For everyone wondering what they can do, I have something I use that doesn’t involve scripts of any kind in case I make typos. It does mean you’ll have to redo some incomplete reviews, but it’s a simple workaround.
Literally open the reviews in a new browser window, if you submit typos then just close the review browser window, then pick up with your reviews in another new browswer window. The local storage cache is cleared and you can redo the incomplete reviews you typo’d on
There is an option in WK’s settings where you can change the order of Lessons to “Ascending level then subject” which will give you Radicals first, then Kanji, then Vocab.
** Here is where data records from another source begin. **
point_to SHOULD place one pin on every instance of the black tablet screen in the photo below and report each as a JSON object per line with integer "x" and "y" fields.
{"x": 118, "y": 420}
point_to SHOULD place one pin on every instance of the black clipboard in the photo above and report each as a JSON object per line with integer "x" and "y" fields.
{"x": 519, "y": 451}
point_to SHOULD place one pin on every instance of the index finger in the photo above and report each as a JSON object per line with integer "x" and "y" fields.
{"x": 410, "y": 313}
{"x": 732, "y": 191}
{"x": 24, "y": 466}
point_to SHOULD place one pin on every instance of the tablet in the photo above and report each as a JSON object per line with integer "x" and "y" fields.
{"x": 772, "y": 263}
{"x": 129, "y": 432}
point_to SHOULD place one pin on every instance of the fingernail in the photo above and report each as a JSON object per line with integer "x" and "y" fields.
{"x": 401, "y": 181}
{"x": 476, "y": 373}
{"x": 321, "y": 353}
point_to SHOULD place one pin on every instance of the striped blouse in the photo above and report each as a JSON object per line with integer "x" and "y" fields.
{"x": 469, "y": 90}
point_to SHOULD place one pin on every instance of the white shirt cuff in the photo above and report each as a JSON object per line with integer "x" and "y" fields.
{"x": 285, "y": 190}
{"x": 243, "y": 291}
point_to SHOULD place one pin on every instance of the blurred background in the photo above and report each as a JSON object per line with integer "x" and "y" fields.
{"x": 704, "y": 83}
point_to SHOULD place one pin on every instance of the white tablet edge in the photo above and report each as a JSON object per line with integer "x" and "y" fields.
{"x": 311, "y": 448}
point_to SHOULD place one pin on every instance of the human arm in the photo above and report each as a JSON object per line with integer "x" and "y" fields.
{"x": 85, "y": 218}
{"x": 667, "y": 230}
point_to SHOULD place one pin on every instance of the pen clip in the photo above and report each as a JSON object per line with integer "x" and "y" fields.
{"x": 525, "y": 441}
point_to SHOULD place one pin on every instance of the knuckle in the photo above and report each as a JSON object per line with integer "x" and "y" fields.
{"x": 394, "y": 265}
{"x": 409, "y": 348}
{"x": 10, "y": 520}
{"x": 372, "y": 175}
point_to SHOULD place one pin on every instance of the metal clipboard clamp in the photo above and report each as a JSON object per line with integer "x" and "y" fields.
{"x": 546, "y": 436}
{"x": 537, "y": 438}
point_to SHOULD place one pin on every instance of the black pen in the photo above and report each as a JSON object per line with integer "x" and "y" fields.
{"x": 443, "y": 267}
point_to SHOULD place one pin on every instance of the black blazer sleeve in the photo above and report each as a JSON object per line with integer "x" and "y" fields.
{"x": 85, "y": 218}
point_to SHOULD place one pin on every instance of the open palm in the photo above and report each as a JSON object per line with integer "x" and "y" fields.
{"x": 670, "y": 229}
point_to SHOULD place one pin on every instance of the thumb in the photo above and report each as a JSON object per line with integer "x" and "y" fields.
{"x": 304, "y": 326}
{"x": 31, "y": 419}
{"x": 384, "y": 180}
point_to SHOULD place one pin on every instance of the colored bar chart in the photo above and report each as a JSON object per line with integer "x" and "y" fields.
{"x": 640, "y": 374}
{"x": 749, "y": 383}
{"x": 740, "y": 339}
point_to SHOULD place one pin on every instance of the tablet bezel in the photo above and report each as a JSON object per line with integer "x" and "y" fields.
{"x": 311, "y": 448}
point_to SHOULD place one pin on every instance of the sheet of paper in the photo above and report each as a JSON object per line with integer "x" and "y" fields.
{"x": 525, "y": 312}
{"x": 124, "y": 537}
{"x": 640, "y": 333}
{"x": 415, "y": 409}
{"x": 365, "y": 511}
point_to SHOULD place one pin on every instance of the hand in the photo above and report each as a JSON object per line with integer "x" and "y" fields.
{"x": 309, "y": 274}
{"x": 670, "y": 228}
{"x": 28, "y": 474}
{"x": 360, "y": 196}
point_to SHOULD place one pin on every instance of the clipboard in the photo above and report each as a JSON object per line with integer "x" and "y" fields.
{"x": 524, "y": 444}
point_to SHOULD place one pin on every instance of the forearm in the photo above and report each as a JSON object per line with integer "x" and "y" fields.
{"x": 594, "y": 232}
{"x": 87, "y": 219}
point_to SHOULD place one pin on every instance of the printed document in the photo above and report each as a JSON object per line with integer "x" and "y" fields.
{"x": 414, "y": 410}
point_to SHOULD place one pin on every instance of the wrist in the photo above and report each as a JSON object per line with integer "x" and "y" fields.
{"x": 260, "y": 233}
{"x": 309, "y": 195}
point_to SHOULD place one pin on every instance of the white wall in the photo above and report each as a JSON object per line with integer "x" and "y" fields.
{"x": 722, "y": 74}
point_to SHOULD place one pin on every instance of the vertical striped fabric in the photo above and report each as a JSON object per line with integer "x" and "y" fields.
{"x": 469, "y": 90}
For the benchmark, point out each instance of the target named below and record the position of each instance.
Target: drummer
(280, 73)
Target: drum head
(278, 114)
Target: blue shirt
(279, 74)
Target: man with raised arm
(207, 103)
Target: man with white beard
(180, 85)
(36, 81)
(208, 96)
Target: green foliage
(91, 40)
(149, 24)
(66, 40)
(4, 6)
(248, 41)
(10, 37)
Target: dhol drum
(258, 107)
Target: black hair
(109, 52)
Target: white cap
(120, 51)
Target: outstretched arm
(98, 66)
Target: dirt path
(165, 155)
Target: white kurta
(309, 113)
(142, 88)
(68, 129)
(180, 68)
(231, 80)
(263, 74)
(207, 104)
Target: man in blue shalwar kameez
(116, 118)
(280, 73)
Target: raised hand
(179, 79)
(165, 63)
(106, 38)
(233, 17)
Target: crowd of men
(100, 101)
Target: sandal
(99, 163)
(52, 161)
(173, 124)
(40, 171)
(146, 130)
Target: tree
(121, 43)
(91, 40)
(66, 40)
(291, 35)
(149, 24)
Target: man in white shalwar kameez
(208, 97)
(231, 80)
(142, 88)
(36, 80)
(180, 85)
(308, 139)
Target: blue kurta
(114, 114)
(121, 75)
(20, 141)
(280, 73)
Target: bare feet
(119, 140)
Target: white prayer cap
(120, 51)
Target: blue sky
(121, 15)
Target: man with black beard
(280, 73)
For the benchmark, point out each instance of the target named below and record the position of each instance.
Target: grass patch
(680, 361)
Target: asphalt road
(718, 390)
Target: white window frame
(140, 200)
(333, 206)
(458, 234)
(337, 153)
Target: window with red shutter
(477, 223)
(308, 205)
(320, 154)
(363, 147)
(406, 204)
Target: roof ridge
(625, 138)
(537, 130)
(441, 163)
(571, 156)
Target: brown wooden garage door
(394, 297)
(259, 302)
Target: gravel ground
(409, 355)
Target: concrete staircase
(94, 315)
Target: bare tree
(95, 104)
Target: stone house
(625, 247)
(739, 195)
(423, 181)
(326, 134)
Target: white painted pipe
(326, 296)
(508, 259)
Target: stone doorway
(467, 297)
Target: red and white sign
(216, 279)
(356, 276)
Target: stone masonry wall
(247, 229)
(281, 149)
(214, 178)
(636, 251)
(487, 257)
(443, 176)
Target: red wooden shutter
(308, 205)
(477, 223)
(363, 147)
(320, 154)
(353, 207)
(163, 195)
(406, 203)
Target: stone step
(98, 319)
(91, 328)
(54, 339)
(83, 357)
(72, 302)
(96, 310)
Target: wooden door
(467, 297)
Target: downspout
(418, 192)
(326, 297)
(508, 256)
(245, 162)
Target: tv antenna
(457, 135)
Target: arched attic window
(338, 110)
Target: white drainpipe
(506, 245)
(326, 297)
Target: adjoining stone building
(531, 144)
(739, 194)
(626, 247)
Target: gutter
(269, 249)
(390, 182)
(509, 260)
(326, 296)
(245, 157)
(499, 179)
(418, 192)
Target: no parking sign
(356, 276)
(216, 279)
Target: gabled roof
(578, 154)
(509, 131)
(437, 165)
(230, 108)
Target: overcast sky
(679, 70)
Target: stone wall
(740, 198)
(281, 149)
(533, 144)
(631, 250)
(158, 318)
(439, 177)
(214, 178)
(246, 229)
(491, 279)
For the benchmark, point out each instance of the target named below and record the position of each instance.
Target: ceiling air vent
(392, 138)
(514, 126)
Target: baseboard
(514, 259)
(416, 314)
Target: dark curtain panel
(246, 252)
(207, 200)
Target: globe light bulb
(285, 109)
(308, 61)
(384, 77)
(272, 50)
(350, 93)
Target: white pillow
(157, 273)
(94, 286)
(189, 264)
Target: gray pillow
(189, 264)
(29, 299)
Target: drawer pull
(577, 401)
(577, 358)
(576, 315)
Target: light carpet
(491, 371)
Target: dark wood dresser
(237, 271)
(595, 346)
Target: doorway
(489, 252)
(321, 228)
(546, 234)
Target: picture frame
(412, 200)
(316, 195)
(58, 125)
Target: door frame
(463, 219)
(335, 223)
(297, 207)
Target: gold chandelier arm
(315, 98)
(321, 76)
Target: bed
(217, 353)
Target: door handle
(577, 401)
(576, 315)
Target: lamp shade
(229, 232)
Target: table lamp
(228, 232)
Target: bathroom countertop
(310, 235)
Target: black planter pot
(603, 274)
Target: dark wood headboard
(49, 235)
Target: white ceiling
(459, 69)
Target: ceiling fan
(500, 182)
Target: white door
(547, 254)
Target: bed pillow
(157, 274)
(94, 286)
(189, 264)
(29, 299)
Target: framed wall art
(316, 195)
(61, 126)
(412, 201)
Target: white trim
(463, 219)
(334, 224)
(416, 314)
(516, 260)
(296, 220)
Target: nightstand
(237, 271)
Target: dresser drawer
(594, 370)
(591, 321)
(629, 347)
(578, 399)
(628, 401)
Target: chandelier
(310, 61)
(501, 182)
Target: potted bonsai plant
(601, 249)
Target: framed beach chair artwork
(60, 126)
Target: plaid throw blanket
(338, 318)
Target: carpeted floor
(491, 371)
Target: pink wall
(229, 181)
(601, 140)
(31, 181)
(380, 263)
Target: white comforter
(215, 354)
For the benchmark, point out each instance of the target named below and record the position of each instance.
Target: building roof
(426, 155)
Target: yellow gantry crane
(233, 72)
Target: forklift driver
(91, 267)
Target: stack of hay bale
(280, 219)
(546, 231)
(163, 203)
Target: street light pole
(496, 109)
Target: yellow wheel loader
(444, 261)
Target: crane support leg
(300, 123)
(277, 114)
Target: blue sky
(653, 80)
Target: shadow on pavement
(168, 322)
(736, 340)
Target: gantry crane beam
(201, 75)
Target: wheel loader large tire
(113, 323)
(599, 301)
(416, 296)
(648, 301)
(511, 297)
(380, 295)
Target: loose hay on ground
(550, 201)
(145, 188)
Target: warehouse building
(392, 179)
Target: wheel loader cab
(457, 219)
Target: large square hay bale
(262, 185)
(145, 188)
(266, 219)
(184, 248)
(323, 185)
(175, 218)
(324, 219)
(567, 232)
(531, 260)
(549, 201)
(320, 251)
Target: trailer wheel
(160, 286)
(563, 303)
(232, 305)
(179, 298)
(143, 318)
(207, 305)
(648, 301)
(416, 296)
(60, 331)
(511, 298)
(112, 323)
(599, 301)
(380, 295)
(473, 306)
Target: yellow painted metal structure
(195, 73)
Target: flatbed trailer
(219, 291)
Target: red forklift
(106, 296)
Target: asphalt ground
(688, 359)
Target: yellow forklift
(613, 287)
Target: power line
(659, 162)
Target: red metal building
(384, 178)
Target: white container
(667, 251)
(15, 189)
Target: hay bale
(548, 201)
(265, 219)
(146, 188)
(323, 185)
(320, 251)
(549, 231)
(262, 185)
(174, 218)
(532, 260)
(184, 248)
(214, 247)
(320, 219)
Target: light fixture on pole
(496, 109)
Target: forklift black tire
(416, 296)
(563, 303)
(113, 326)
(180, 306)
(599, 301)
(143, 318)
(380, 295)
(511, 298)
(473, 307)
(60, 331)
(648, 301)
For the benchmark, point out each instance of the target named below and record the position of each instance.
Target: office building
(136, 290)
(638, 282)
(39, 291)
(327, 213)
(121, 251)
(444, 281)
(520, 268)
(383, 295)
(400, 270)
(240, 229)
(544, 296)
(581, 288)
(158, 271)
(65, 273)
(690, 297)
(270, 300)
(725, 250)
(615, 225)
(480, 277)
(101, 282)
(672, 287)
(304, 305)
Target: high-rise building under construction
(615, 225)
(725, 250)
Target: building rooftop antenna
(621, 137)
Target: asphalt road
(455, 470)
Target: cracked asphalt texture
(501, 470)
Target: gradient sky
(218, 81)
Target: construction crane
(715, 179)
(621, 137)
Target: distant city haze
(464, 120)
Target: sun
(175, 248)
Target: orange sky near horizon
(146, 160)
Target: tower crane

Granted, the options for this setting are not nearly as flexible as the various reorder scripts, but just wanted to mention that there is actually a native setting that does address this specific concern you mentioned.
Yes, but there’s no workaround at all to mark things wrong, and that’s what’s really getting me annoyed at the stage I’m at where I have more things in Enlightened than in any other category—if I get lucky with a wrong answer or discover I’d misunderstood the meaning, I’m not going to see it again to have a chance to fix that inside WaniKani for months.
Also, for Master → Enlightened, back when i had userscripts I was being strict with myself if I swapped two homophonic and similar-looking/meaning kanji in my head (like 合 and 会 pronounced あ) or the meanings of, like 熱い and 暑い. If the reading comes second I can intentionally botch it (if I remember to and don’t do it twice by mistake since that knocks it down another level), but if the reading comes first, there’s no workaround at all.
So I’ve been starting an Anki stack just for “words I sent to Enlightened today that I don’t really feel 100% on”, but that’s really ridiculous…
It might be possible that I don’t recall an English word, so input something similar (?) instead.
About verb pairs, I feel the form is better captured by usage in sentences, or minimally, X-particle-V.
Nonetheless, to be sure, I put JJ “explanations” up. tbh, Wanikani’s context sentences work as well, and better than English meanings themselves. It also clears any doubt I might have.
I also use Double-Check to auto-Show Info. Thinking about it, at least it shows multiple meanings (or readings) a word might have.
The reason I use Double-Check to disable typo-checking and shake instead, though I really hope it could accept typo on demand (like Shift + Enter).
Kanji meaning is something. Vocabularies indeed explain Kanji’s meaning. Nonetheless Jisho’s KANDJIC hasn’t been updated for a while and doesn’t feel like a reliable source regarding Kanji meanings (while vocabulary counterpart, JMdict, is generally OK and still gets updated). For Kanji JE, Wiktionary became a better resource. (Though JJ does better (8 distinct meanings?).)
Not saying you are wrong regarding that specific Kanji, though.